The town of Vanport, Ore. was protected from the Columbia River by a series of dikes that were a minimum of five metres high. In the spring melt of 1948, the river overtopped the dikes, wiping out the town in a day and leaving 15 dead. The push to tame the river began.

It wasn’t until 1961 that Canada and the U.S. agreed on how to do that. The first Columbia River Treaty, signed by then prime minister John Diefenbaker and President Dwight Eisenhower, extracted much from the Columbia. The treaty provided not just flood control but also power generation and profit-sharing.

B.C. has reaped billions of dollars through the sale of hydroelectricity, while U.S. communities have been able to count on stable water levels and economic development backed by dependable electricity.
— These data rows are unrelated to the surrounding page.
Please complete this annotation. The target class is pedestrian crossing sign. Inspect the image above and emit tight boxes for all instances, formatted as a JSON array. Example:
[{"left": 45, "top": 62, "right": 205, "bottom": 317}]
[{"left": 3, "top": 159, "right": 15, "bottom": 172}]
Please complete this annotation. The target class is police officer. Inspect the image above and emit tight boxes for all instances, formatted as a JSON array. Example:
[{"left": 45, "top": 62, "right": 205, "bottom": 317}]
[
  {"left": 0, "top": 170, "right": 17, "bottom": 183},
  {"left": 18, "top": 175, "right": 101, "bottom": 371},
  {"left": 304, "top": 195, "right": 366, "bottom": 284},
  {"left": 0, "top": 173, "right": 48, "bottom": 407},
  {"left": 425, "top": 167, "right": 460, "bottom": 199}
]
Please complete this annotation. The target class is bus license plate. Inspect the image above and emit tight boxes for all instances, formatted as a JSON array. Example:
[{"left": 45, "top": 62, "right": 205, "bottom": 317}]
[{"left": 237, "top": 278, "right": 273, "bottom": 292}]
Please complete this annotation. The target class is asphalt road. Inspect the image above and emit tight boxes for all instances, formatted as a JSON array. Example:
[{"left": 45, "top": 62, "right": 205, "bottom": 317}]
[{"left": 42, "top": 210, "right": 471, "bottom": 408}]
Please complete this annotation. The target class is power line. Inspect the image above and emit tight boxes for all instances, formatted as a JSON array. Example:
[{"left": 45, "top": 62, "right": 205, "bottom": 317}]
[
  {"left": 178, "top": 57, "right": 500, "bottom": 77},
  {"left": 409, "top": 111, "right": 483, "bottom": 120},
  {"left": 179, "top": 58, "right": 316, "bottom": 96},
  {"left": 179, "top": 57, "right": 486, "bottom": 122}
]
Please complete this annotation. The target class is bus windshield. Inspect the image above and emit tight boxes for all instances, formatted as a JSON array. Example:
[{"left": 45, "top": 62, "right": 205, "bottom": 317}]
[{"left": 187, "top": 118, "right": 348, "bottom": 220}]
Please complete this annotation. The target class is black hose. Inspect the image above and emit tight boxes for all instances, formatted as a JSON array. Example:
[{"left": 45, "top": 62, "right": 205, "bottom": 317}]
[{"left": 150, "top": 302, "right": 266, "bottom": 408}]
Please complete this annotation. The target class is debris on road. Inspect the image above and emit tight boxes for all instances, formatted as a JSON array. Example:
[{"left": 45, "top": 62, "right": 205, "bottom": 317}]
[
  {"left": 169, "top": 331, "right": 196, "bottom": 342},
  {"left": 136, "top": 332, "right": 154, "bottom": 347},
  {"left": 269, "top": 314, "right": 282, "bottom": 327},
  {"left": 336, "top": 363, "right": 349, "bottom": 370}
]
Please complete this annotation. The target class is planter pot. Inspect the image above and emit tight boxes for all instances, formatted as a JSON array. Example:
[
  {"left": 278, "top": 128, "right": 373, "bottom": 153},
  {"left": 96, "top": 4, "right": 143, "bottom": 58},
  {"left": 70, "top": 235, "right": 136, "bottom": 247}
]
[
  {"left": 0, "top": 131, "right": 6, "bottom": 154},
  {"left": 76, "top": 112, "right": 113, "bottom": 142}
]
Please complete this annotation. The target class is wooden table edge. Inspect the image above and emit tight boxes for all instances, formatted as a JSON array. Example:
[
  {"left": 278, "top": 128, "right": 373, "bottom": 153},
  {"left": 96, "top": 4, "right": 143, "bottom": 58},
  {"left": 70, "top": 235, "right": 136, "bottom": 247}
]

There were costs. As part of the deal, B.C. built a series of dams and reservoirs that inundated 110,000 hectares on the Canadian side. Residents lost their homes, farmers and loggers lost their livelihoods and First Nations’ burial sites and artifacts disappeared beneath the waters. The dams were built without fish ladders, destroying what had been the largest and most productive salmon watershed in the world.

Today U.S. utilities say they are paying too much for electricity, and Canadians are tired of watching Americans enjoy reliable water levels while their own reservoirs dry up.

The new agreement offers benefits and tradeoffs on both sides of the border and addresses some of the major shortcomings of the one struck more than 60 years ago.

South of the border, users will see lower electricity costs, but the new terms reduce by 25 per cent the water B.C. must deliver to the U.S. for hydropower – opening the possibility for more water to be kept north of the border.

B.C. will forfeit more than US$1-billion in hydroelectricity revenues to U.S. power users, while the U.S. has agreed to pay the province tens of millions of dollars a year for its role in holding back flood waters that could otherwise devastate cities like Portland.

First Nations and tribes who were ignored in the first round of talks will be at the table under the terms of the 20-year deal, participating through an Indigenous advisory body on issues related to the river.

The biggest winner will be the environment. The deal would formally dedicate some of the Columbia’s waters to help salmon survive at times of the year when the river flow grows sparse and warm. The two countries say they will work together to restore salmon to upper stretches of the Columbia, where dams have blocked movement of the fish for many decades.

“That agreement-in-principle secures the largest fresh water supply and the largest source of hydro power in North America and locks in those benefits for decades to come,” noted the outgoing U.S. ambassador to Canada, David Cohen, during a meeting with The Globe and Mail’s editorial board. He said Mr. Biden hopes to sign the deal, and both sides are at the table “every day” working to conclude the deal before the incoming President Donald Trump takes office.

“It is one of the least talked about but most significant legacies of what has been happening over the last few years between Canada and the United States,” Mr. Cohen said.

No province has more at stake than British Columbia. Premier David Eby says the deal is vital to both countries. If it can’t be done under President Biden’s watch, “then we’ll continue our discussions with the next administration.”

With all the potential challenges of trade disputes ahead between Canada and the U.S., the Columbia River Treaty ought to be a point of amity, no matter who is at the helm.